Data_Sheet_1_Plastic and Reconstructive Surgeons' Knowledge and Comfort of Contralateral Prophylactic Mastectomy: A Survey of the American Society of Plastic Surgeons.PDF
Background: Despite limited oncologic benefit, contralateral prophylactic mastectomy (CPM) rates have increased in the United States over the past 15 years. CPM is often accompanied by breast reconstruction, thereby requiring an interdisciplinary approach between breast and plastic surgeons. Despite this, little is known about plastic surgeons' (PS) perspectives of CPM. The purpose of this study was to assess PS practice patterns, knowledge of CPM oncologic benefits, and perceptions of the CPM decision-making process.

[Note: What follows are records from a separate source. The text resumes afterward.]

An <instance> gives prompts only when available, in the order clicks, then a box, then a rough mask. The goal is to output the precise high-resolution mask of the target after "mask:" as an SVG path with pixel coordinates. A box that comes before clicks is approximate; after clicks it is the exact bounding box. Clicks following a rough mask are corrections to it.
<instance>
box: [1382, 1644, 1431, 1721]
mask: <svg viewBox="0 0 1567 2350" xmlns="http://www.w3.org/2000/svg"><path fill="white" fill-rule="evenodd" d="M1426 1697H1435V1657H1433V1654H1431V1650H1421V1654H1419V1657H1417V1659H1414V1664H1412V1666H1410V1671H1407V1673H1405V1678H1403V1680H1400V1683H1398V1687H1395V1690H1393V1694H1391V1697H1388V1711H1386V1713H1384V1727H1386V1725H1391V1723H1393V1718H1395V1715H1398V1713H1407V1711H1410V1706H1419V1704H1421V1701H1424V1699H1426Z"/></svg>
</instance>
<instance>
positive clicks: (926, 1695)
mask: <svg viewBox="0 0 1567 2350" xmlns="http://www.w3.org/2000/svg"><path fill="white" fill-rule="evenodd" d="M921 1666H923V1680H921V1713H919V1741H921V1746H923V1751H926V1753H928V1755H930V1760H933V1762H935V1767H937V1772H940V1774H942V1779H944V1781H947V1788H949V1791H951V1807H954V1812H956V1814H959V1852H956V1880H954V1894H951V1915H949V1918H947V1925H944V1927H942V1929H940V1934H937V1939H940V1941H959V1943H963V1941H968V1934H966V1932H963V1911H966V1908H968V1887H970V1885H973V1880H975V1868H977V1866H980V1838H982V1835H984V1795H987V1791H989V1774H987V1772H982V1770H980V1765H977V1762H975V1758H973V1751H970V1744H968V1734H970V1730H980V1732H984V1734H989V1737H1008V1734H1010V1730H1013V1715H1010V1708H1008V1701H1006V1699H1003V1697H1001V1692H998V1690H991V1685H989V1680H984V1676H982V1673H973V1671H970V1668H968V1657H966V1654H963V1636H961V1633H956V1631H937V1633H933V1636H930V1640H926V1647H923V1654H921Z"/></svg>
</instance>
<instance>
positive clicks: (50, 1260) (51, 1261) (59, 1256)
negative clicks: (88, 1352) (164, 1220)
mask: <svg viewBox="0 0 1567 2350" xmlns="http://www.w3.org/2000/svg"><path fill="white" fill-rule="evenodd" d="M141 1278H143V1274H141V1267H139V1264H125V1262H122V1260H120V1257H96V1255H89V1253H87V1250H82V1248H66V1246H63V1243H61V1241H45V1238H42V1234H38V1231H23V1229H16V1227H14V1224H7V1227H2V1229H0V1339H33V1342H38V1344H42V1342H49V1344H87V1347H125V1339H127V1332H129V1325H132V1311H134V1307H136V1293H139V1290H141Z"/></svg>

Methods: An electronic survey was sent to 2,642 members of the American Society of Plastic Surgeons (ASPS). Questions assessed demographics, practice patterns, knowledge of CPM oncologic benefits, and perceptions of the CPM decision-making process.
Results: ASPS response rate was 12.5% (n = 329). Most responders worked in private practice (69%), were male (81%) and had been in practice for ≥15 years (60%). The median number of CPM reconstructions performed per month was 2–4. Fifty-five percent of PS reported routine attendance at a breast multidisciplinary conference. Responders reported CPM discussion was most likely to be initiated by the patient (51%) followed by the breast surgeon (38%), and plastic surgeon (7.3%). According to PS, the most common reason patients choose CPM is a perceived increased contralateral cancer risk (86%). Most plastic surgeons (63%) assessed the benefits of CPM as worth the risk of additional surgery and the majority (53%) estimated the complication rate at 2X the risk of unilateral surgery. The majority (61%) of PS estimated risk of contralateral cancer in an average risk patient between <2 and 5% over 10 years, which is consistent with data reported from the current literature. Most plastic surgeons (87%) reported that there was no evidence or limited evidence for breast cancer specific survival benefit with CPM. A minority of PS (18.5%) reported discomfort with a patient's choice for CPM. Of those surgeons reporting discomfort, the most common reasons for their reservations were a concern with the risk/benefit ratio of CPM and with lack of patient understanding of expected outcomes. Common reasons for PS comfort with CPM were a respect for autonomy and non-oncologic benefits of CPM.
Discussion: To our knowledge, this is the first survey reporting PS perspectives on CPM. According to PS, CPM dialogue appears to be patient driven and dominated by a perceived increased risk of contralateral cancer. Few PS reported discomfort with CPM. While many PS acknowledge both the limited oncologic benefit of CPM and the increased risk of complications, the majority have the opinion that the benefits of CPM are worth the additional risk. This apparent contradiction may be due to an appreciation of the non-oncologic benefits CPM and a desire to respect patients' choices for treatment.